So this country has a heritage of the ownership of human beings of another skin color which your country never had---serfdom was not the same thing as slavery. And the legacy of this "peculiar institution" has continued to plague us, even after the Civil War. And it did not end in the 1960s and 1970s with Dr. King and LBJ. It's always been there, under the surface of the American skin. Scratch any Yank, black or white, and you will find the wake of those slave ships in the course of his blood.

This is what I found breathtaking about Barack Obama's victory Tuesday night, and it is, and can only be, uniquely American. You Brits may some day eventually have a Black Prime Minister. But it won't have nearly the impact for you that a Black President in this country does for us---no matter what our skin color. Because Americans have that unique baggage called Slavery, which was here, on our soil, and actually written into our Constitution (not too many Americans even realize that, but that's why we had to pass a series of Amendments after the Civil War, to negate that part of our Constitution which says that a Black man or woman is only equal to 2/3rds of a white man or woman, and is considered to be chattel property). Bob

11/7/08 Thanks for the history lesson Bob. It's probably true that we would find it hard to relate to the suffering of the African slaves who were brought to America as we have not experienced it directly. Interstingly though, the Birmingham Russell ancestors of mine (at least I think they were mine) owned plantations in the Caribbean and had slaves of which at least one was brought back to England and buried at Rowley Regis from where my Russells came. Roy.

(end of email chain)

It was that last bit from Roy that "broadened my horizons" on the impact of Obama's election, and now, his innauguration. The above writer is quite correct: the UK is watching US. And so is the rest of the world.
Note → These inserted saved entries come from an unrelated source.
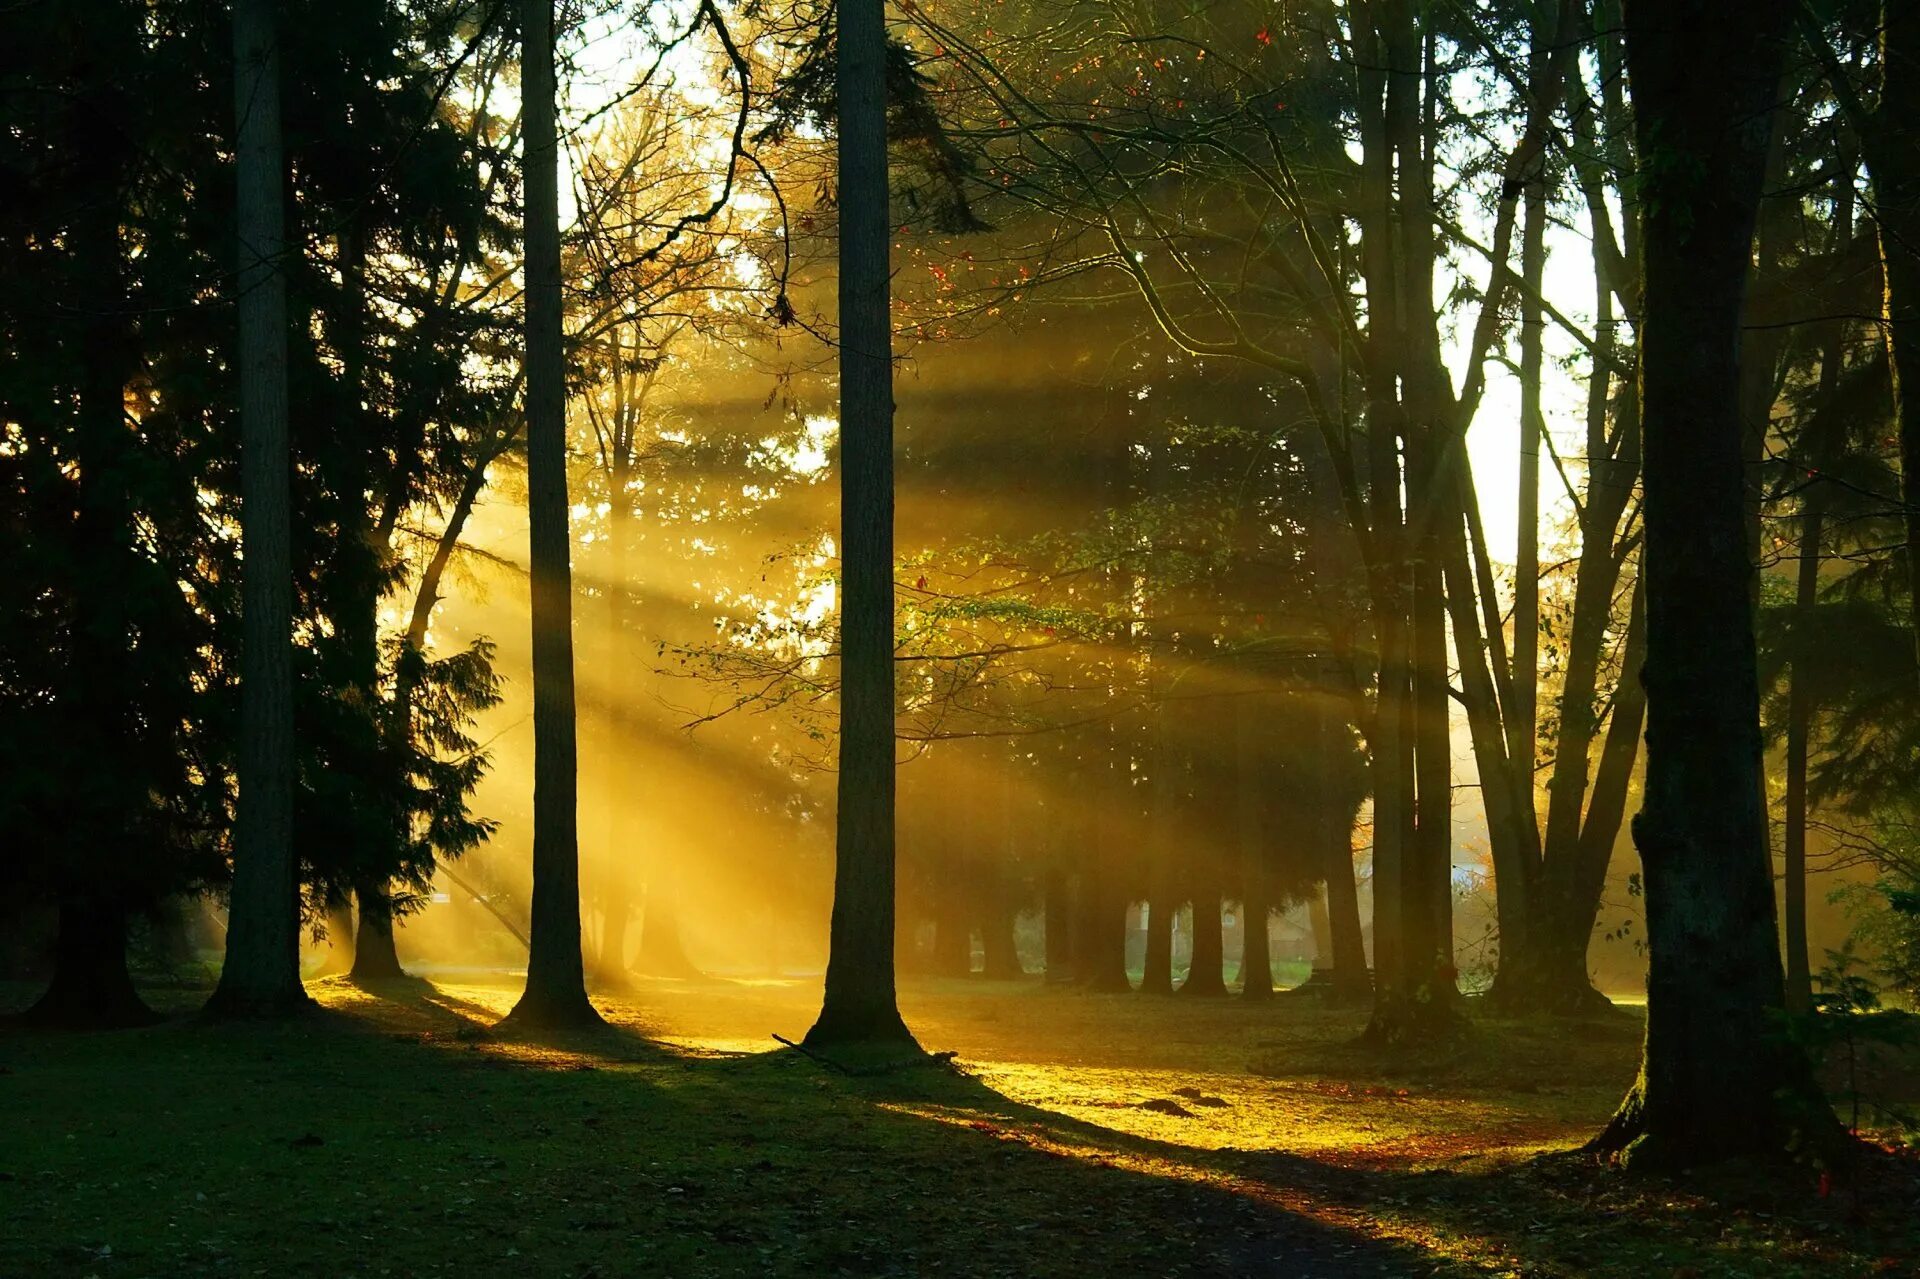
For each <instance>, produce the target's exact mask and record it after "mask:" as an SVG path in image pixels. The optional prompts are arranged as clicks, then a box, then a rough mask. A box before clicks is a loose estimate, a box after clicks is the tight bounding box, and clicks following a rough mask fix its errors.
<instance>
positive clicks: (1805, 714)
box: [1780, 494, 1822, 1012]
mask: <svg viewBox="0 0 1920 1279" xmlns="http://www.w3.org/2000/svg"><path fill="white" fill-rule="evenodd" d="M1820 526H1822V513H1820V507H1818V503H1816V501H1812V494H1809V501H1807V509H1805V511H1803V513H1801V549H1799V553H1801V561H1799V584H1797V599H1795V615H1797V616H1795V622H1799V624H1805V622H1809V620H1811V618H1812V607H1814V601H1816V597H1818V590H1820ZM1797 651H1801V653H1805V651H1807V645H1805V641H1803V643H1801V645H1797ZM1788 678H1789V680H1791V684H1789V688H1788V795H1786V807H1788V810H1786V833H1784V839H1782V843H1784V849H1782V853H1784V860H1786V864H1784V866H1782V893H1780V897H1782V903H1780V905H1782V914H1784V916H1786V920H1784V922H1786V956H1788V977H1786V981H1788V985H1786V997H1788V1010H1789V1012H1807V1010H1809V1008H1812V972H1811V968H1809V962H1807V745H1809V737H1811V736H1812V732H1811V730H1812V695H1811V693H1809V689H1807V680H1805V678H1803V672H1799V670H1789V674H1788Z"/></svg>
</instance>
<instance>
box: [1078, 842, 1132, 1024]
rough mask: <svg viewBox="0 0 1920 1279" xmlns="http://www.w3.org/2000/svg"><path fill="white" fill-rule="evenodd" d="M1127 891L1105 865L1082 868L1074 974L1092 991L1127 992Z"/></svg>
mask: <svg viewBox="0 0 1920 1279" xmlns="http://www.w3.org/2000/svg"><path fill="white" fill-rule="evenodd" d="M1127 906H1129V901H1127V893H1125V889H1123V887H1119V880H1117V878H1116V876H1114V872H1112V870H1110V868H1106V866H1098V864H1092V858H1089V866H1087V868H1085V870H1081V891H1079V945H1077V954H1075V976H1077V977H1079V983H1081V985H1083V987H1087V989H1089V991H1106V993H1127V991H1131V989H1133V979H1131V977H1129V976H1127Z"/></svg>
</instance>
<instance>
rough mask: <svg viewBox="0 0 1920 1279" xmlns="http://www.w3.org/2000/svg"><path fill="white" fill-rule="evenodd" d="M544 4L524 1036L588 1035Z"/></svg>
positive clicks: (533, 315)
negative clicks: (532, 638)
mask: <svg viewBox="0 0 1920 1279" xmlns="http://www.w3.org/2000/svg"><path fill="white" fill-rule="evenodd" d="M553 100H555V86H553V0H522V4H520V102H522V109H520V121H522V134H524V167H526V232H524V234H526V522H528V551H530V555H528V565H530V574H528V576H530V588H532V603H534V609H532V613H534V618H532V620H534V899H532V926H530V929H528V937H530V943H532V945H530V947H528V956H526V991H524V993H522V995H520V1002H516V1004H515V1006H513V1012H509V1014H507V1022H509V1024H513V1026H526V1027H534V1029H557V1027H589V1026H599V1024H601V1016H599V1012H595V1008H593V1004H591V1002H589V1001H588V985H586V966H584V960H582V954H580V830H578V785H580V778H578V759H576V743H574V634H572V630H574V622H572V559H570V557H572V540H570V536H568V530H566V355H564V346H563V325H564V319H563V303H561V205H559V125H557V121H555V104H553Z"/></svg>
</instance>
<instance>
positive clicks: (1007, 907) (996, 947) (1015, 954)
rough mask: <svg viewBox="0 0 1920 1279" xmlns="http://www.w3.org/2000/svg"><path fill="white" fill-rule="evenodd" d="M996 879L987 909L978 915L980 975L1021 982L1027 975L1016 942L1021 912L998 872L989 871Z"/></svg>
mask: <svg viewBox="0 0 1920 1279" xmlns="http://www.w3.org/2000/svg"><path fill="white" fill-rule="evenodd" d="M989 874H993V876H995V881H993V883H991V885H989V897H987V910H985V914H981V916H979V941H981V974H979V976H983V977H987V979H989V981H1018V979H1020V977H1025V976H1027V970H1025V968H1023V966H1021V962H1020V947H1018V945H1016V941H1014V924H1016V920H1018V912H1016V910H1014V903H1012V899H1010V895H1008V893H1006V887H1004V885H1002V883H1000V881H998V872H989Z"/></svg>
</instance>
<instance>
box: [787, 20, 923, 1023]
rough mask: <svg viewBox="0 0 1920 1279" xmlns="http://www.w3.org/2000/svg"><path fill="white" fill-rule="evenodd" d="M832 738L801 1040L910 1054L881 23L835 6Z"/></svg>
mask: <svg viewBox="0 0 1920 1279" xmlns="http://www.w3.org/2000/svg"><path fill="white" fill-rule="evenodd" d="M835 88H837V100H839V142H837V150H839V198H837V207H839V323H841V357H839V363H841V426H839V469H841V736H839V807H837V814H835V860H833V922H831V939H829V956H828V981H826V1001H824V1002H822V1008H820V1020H818V1022H814V1027H812V1029H810V1031H806V1041H808V1043H810V1045H829V1043H849V1041H854V1043H860V1041H864V1043H893V1045H899V1047H904V1049H918V1045H916V1043H914V1037H912V1035H910V1033H908V1029H906V1022H902V1020H900V1010H899V1004H897V1002H895V991H893V876H895V864H893V835H895V832H893V785H895V776H893V328H891V321H889V315H887V296H889V278H887V234H889V205H887V19H885V6H883V4H881V0H841V4H839V17H837V42H835Z"/></svg>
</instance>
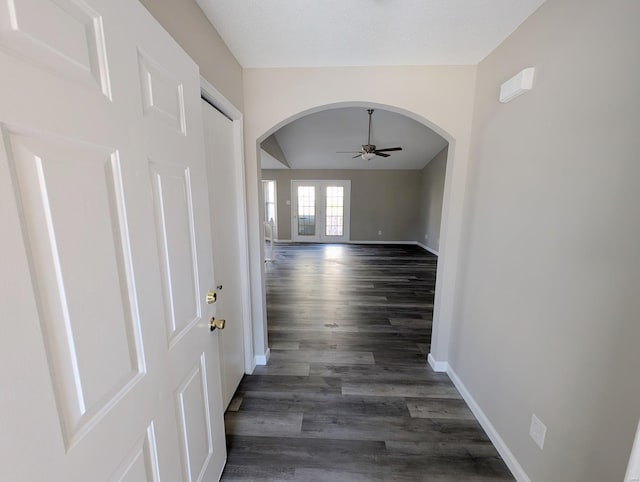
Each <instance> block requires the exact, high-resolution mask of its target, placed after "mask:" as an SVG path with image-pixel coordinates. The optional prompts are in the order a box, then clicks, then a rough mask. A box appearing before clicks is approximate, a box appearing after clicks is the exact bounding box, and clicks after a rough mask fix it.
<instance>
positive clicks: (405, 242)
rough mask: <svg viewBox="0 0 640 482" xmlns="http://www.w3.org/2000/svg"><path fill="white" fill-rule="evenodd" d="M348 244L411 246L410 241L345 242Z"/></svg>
mask: <svg viewBox="0 0 640 482" xmlns="http://www.w3.org/2000/svg"><path fill="white" fill-rule="evenodd" d="M347 243H349V244H411V243H412V241H354V240H352V239H351V240H349V241H347Z"/></svg>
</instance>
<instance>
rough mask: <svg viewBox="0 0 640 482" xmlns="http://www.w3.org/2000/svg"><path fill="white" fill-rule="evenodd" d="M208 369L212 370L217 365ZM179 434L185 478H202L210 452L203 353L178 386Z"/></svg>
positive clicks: (207, 412) (187, 478) (213, 369)
mask: <svg viewBox="0 0 640 482" xmlns="http://www.w3.org/2000/svg"><path fill="white" fill-rule="evenodd" d="M211 369H213V370H215V369H216V367H212V368H211ZM176 395H177V397H178V412H179V417H180V436H181V437H180V438H181V441H182V457H183V466H184V469H185V480H187V481H189V482H191V481H193V480H202V476H203V474H204V471H205V470H206V468H207V467H208V465H209V461H210V458H211V456H212V455H213V440H212V436H211V416H210V413H209V403H208V389H207V360H206V359H205V354H204V353H203V354H202V355H201V357H200V360H198V363H197V364H196V366H195V367H194V368H193V370H192V371H191V372H190V373H189V374H188V377H187V379H186V380H185V381H184V382H183V383H182V385H181V386H180V387H179V388H178V390H177V392H176Z"/></svg>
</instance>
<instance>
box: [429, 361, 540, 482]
mask: <svg viewBox="0 0 640 482" xmlns="http://www.w3.org/2000/svg"><path fill="white" fill-rule="evenodd" d="M429 358H430V359H431V355H429ZM429 363H431V361H430V362H429ZM436 363H446V362H436ZM434 370H435V368H434ZM447 374H448V375H449V378H451V381H452V382H453V384H454V385H455V386H456V388H457V389H458V391H459V392H460V395H462V398H464V401H465V402H467V405H469V408H470V409H471V411H472V412H473V414H474V415H475V417H476V418H477V419H478V422H480V425H481V426H482V428H483V429H484V431H485V432H486V433H487V435H488V436H489V439H490V440H491V442H493V445H495V447H496V449H497V450H498V453H499V454H500V456H501V457H502V459H503V460H504V462H505V463H506V464H507V467H509V470H511V473H512V474H513V476H514V477H515V478H516V480H517V481H518V482H531V479H530V478H529V476H528V475H527V473H526V472H525V471H524V469H523V468H522V466H521V465H520V464H519V463H518V461H517V460H516V458H515V456H514V455H513V453H511V450H509V447H507V444H506V443H505V441H504V440H503V439H502V437H500V434H498V431H497V430H496V429H495V427H494V426H493V424H492V423H491V421H490V420H489V418H488V417H487V416H486V414H485V413H484V412H483V411H482V409H481V408H480V406H479V405H478V403H477V402H476V401H475V399H474V398H473V397H472V396H471V394H470V393H469V390H467V387H465V385H464V383H462V380H460V378H459V377H458V375H456V372H455V371H454V370H453V368H451V366H450V365H449V366H448V367H447Z"/></svg>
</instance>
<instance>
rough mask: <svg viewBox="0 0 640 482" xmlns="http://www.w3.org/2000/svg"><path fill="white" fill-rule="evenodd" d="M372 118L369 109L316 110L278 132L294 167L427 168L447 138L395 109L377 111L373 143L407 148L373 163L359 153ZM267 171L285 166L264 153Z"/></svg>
mask: <svg viewBox="0 0 640 482" xmlns="http://www.w3.org/2000/svg"><path fill="white" fill-rule="evenodd" d="M368 128H369V116H368V114H367V109H366V108H365V107H347V108H341V109H330V110H324V111H321V112H316V113H314V114H310V115H308V116H305V117H302V118H300V119H297V120H295V121H293V122H291V123H290V124H287V125H286V126H284V127H282V128H281V129H279V130H278V131H276V132H275V134H274V137H275V139H276V140H277V142H278V144H279V147H280V149H281V151H282V153H283V154H284V156H285V158H286V162H287V163H288V165H289V167H290V168H291V169H422V168H423V167H424V166H425V165H426V164H427V162H429V161H430V160H431V159H432V158H433V157H434V156H435V155H436V154H437V153H438V152H440V151H441V150H442V149H443V148H444V147H445V146H446V145H447V141H446V140H445V139H443V138H442V137H440V136H439V135H438V134H436V133H435V132H434V131H432V130H431V129H429V128H428V127H426V126H424V125H422V124H420V123H418V122H416V121H414V120H413V119H410V118H409V117H406V116H403V115H401V114H396V113H395V112H389V111H385V110H381V109H376V110H375V111H374V113H373V118H372V122H371V143H372V144H375V145H376V146H377V148H378V149H382V148H386V147H396V146H400V147H402V151H395V152H390V153H389V154H391V157H379V156H376V157H375V158H374V159H372V160H370V161H366V160H364V159H362V158H361V157H358V158H356V159H352V157H353V156H355V155H356V154H355V153H354V154H338V153H337V152H338V151H358V150H360V147H361V145H362V144H366V143H367V131H368ZM262 168H263V169H278V168H279V169H286V166H284V165H282V164H280V163H279V162H278V161H277V160H276V159H275V158H274V157H273V156H271V155H269V154H268V153H266V152H264V150H263V151H262Z"/></svg>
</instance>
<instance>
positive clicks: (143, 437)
mask: <svg viewBox="0 0 640 482" xmlns="http://www.w3.org/2000/svg"><path fill="white" fill-rule="evenodd" d="M159 470H160V469H159V467H158V450H157V447H156V434H155V428H154V426H153V423H152V424H151V425H149V426H148V427H147V433H146V434H145V436H144V437H143V438H141V439H140V440H139V441H138V442H136V445H135V446H134V447H133V449H132V450H131V452H130V454H129V455H128V456H127V458H126V460H125V461H124V463H123V464H122V466H121V467H120V468H119V469H118V470H117V471H116V473H115V475H114V476H113V477H112V478H111V479H110V480H111V481H112V482H140V481H142V482H160V475H159Z"/></svg>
And, relating back to something I think someone else above alluded to, I don't think we will have completed Dr. King's climb to the mountain top until the inauguration of a Black, Latino, Woman, Native American, Jewish, Muslim, Atheist, Gay, etc., President is just simply another innauguration. That is truely the day I look forward to. But I can most definitely feel the cool breeze from that mountain top inspirating my nostrils and making its joyous way toward the too-long dark places of the lungs of my spirit.


2:38 AM  

Anonymous Anonymous said:

Laura, outstanding blog. I feel that our country has grown to a certain extent in the sense of acceptance and appreciation of our diversity since its inception, but still has a ways to go. Following suit, this holiday is still in the developing stages. Every day is a day to learn how to be a better person. This holiday represents that one man truly can make a difference, while still showing that it takes all of us to contribute in order for there to be significant and lasting progress.

I think that personal struggle is just God's way of providing us with opportunity to move to a greater and higher level so that we can fulfill our true propose for being here on earth. I know that I have learned some of my best and longlasting lessons from personal struggles. The same can be said for this nation's struggles in dealing with our history. If dealt with and dealt with properly, we can be and will be a greater nation and a great people as a whole, thus making a better world.